Original covariate balance: 
  cf1 = 0.222 
  cf2 = 0.112 
  cf3 = 0.175 
  cf4 = 0.318 
  cf5 = 0.198 
  cf6 = 0.257
            ----***----       

nnGP

set.seed(781)
sim_data <- generate_synthetic_data(sample_size = 5000, gps_spec = 1)

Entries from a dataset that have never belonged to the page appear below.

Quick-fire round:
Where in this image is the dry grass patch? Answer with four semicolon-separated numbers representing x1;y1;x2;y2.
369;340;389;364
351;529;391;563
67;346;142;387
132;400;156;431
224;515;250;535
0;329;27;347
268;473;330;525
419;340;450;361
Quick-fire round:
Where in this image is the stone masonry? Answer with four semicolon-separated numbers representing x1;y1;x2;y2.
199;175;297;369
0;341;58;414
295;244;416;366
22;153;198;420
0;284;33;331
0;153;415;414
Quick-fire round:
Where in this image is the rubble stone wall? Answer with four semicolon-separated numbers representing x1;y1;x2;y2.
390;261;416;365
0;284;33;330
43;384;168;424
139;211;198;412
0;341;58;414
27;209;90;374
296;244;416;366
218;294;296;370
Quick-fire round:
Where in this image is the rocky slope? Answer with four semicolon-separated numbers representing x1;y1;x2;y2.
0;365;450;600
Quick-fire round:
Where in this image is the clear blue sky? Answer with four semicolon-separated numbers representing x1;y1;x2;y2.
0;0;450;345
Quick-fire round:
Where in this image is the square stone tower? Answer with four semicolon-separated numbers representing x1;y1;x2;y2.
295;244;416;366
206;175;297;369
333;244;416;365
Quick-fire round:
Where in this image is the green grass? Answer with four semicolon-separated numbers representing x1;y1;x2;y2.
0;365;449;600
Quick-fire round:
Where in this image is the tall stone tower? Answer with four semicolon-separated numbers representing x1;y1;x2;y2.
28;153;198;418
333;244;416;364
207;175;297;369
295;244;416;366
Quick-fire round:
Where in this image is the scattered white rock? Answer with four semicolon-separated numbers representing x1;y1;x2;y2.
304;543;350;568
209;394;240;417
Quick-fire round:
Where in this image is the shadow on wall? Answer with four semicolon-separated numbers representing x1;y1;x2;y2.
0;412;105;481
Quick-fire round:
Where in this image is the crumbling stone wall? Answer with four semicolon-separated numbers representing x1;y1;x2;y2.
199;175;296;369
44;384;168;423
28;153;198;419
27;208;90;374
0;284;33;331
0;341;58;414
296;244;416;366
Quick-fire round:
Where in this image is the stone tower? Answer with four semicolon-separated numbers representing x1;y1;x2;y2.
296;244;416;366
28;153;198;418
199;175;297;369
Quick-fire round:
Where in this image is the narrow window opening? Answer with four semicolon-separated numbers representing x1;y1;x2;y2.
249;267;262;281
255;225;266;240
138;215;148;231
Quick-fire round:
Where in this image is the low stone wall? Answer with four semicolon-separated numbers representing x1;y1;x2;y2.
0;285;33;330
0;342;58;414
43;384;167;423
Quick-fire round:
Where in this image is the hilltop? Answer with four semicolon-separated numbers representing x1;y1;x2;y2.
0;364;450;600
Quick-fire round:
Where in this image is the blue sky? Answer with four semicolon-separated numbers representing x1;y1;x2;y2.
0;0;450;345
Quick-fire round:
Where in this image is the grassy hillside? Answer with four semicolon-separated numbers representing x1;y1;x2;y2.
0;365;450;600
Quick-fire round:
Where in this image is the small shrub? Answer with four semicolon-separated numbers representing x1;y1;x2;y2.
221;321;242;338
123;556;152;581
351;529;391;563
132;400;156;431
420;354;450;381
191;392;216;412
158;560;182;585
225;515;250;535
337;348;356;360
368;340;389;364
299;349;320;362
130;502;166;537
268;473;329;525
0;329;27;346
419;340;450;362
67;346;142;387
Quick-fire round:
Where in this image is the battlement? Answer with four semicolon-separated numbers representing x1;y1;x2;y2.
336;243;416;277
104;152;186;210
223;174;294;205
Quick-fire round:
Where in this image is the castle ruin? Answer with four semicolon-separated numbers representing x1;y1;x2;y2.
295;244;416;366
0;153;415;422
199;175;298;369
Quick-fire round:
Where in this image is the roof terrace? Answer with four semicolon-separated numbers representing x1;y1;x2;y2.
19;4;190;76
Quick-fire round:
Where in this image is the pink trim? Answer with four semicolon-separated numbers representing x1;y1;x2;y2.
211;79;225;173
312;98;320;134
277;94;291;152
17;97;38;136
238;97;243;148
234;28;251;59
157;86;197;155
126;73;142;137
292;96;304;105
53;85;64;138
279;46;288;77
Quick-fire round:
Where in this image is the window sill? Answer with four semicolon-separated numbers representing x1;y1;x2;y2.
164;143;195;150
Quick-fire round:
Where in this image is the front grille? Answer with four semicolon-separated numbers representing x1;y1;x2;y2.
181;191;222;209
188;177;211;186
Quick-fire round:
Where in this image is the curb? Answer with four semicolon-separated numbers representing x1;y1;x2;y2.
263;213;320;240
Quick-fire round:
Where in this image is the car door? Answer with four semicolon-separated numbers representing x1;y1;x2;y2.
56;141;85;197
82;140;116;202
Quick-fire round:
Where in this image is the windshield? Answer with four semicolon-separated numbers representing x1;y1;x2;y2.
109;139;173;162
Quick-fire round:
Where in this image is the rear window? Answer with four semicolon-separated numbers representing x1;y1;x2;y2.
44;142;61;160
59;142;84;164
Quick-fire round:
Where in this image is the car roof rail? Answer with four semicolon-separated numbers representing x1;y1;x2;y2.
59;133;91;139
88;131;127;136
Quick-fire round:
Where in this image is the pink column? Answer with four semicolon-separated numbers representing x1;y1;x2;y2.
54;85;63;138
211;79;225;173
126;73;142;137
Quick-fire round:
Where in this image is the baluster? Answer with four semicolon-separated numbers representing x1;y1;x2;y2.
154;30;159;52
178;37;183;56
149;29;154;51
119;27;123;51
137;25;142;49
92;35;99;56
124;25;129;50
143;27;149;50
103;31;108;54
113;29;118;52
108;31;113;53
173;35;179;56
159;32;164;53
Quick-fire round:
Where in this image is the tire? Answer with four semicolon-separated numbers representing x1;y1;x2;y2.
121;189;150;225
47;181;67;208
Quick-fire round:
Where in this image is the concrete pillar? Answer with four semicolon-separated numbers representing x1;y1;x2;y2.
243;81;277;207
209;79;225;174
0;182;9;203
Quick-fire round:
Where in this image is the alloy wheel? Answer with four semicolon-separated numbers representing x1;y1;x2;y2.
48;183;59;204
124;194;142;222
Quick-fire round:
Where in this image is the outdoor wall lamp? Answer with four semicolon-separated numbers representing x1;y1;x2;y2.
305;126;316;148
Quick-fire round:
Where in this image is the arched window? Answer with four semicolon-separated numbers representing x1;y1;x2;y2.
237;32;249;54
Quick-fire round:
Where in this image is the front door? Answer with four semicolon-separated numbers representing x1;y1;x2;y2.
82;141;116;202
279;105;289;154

m_xgboost <- function(nthread = 12, ...) {
  SuperLearner::SL.xgboost(nthread = nthread, ...)
}

m_ranger <- function(num.threads = 12, ...){
  SuperLearner::SL.ranger(num.threads = num.threads, ...)
}

# Estimate GPS function
gps_m <- estimate_gps(cov_mt = sim_data[,-(1:2)],
                      w_all = sim_data$treat,
                      sl_lib = c("m_xgboost", "m_ranger"),
                      dnorm_log = TRUE)

# exposure values
q1 <- stats::quantile(sim_data$treat, 0.05)
q2 <- stats::quantile(sim_data$treat, 0.95)

w_all <- seq(q1, q2, 1)


params_lst <- list(alpha = 10 ^ seq(-2, 2, length.out = 10),
                   beta = 10 ^ seq(-2, 2, length.out = 10),
                   g_sigma = c(0.1, 1, 10),
                   tune_app = "all",
                   n_neighbor = 50,
                   block_size = 1e3)

cerf_nngp_obj <- estimate_cerf_nngp(sim_data,
                                    w_all,
                                    gps_m,
                                    params = params_lst,
                                    nthread = 12)
summary(cerf_nngp_obj)
plot(cerf_nngp_obj)
GPCERF nearest neighbore Gaussian process exposure response function object summary

Optimal hyper parameters(#trial: 300): 
  alpha = 0.0278255940220712   beta = 0.215443469003188   g_sigma = 0.1

Optimal covariate balance: 
  cf1 = 0.058 
  cf2 = 0.071 
  cf3 = 0.087 
  cf4 = 0.066 
  cf5 = 0.076 
  cf6 = 0.088

Original covariate balance: 
  cf1 = 0.115 
  cf2 = 0.137 
  cf3 = 0.145 
  cf4 = 0.296 
  cf5 = 0.208 
  cf6 = 0.225
            ----***----                    

References

Ren, B., Wu, X., Braun, D., Pillai, N. and Dominici, F., 2021. Bayesian modeling for exposure response curve via gaussian processes: Causal effects of exposure to air pollution on health outcomes. arXiv preprint arXiv:2105.03454.